There are more changes in Charlie than just what we see on the intellectual front. He is also tapping into his past and how his family affected him and led him to where he came to be in the present day. The book tackles a lot issues with an emphasis on humanity and respect. It’s a heart-breaking book and while there are dated aspects to it (and a few things that led me to raise my eyebrows) I think it’s a valuable text that prompts good reflection and discussion.

4/5 stars

Award Winner · Fiction · In the Library · Julia P · Quick Read! · Race · SCC Book Club · Young Adult

The Hate U Give | by Angie Thomas

The Hate U Give by Angie Thomas
(Balzer + Bray, 2017, 444 pages)

The Hate U Give was this semester’s first selection for our Between the Covers Book Club and the timing of it was… well, we’ll just say that it was a timely read. You might be familiar with the title because it has gotten a lot of praise and publicity. It’s a young adult novel that follows a young woman named Starr whose best friend was the victim of a police shooting. And she was the only witness.

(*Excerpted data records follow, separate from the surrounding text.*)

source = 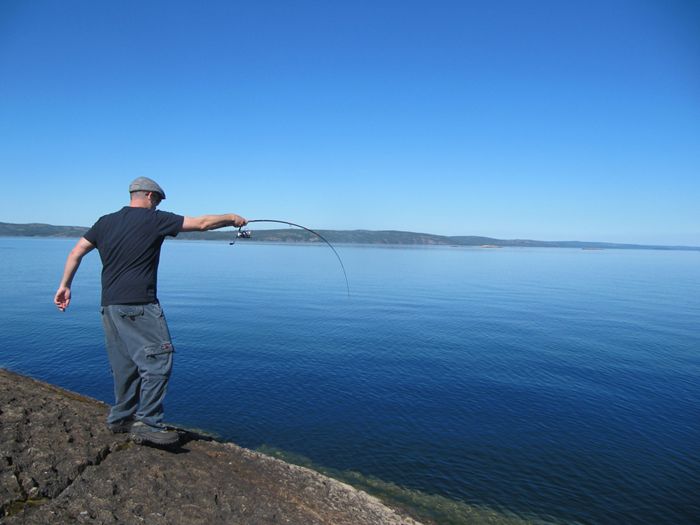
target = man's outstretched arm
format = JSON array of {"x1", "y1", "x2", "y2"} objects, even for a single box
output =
[
  {"x1": 53, "y1": 237, "x2": 95, "y2": 312},
  {"x1": 180, "y1": 213, "x2": 248, "y2": 232}
]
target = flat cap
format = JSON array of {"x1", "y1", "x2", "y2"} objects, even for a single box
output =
[{"x1": 129, "y1": 177, "x2": 165, "y2": 199}]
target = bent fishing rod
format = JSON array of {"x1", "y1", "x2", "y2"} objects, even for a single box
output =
[{"x1": 229, "y1": 219, "x2": 350, "y2": 297}]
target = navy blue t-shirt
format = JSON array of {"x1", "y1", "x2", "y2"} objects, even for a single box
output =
[{"x1": 83, "y1": 206, "x2": 185, "y2": 306}]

The reader experiences what Starr is going through as she copes with the loss of her friend and tries to deal with the fact that it’s her word against forces so much larger than herself: the officer involved and the media seeking to spin the narrative. This was a book that forces you to reflect back on the many police shootings we’ve seen covered over the years. I found myself writing in the margins when a detail reminded me of Tamir Rice, Eric Garner, Michael Brown… it was unsettling but powerful.

This book lends itself to good discussions about hard topics a lot of people tend to shy away from. I’m still reflecting on the book and what an amazing job Thomas did with it. A great read, and don’t let the YA label keep you from picking it up.

4/5 stars

Julia P · Non-Fiction · Politics · Women

Big Girls Don’t Cry | by Rebecca Traister

Image result

Big Girls Don’t Cry: The Election That Changed Everything for American Women
by Rebecca Traister
(Free Press, 2010, 352 pages)

Big Girls Don’t Cry takes a look at the 2008 election and what it meant for women in America. A short blurb from the Goodreads summary gives you a feel for what’s covered:

In an utterly engaging, razor-sharp narrative interlaced with her first-person account of being a young woman navigating this turbulent and exciting time, Traister explores how—thanks to the campaigns of Hillary Clinton and Sarah Palin, and the history-making work and visibility of Michelle Obama, Tina Fey, Rachel Maddow, Katie Couric, and others—women began to emerge stronger than ever on the national stage.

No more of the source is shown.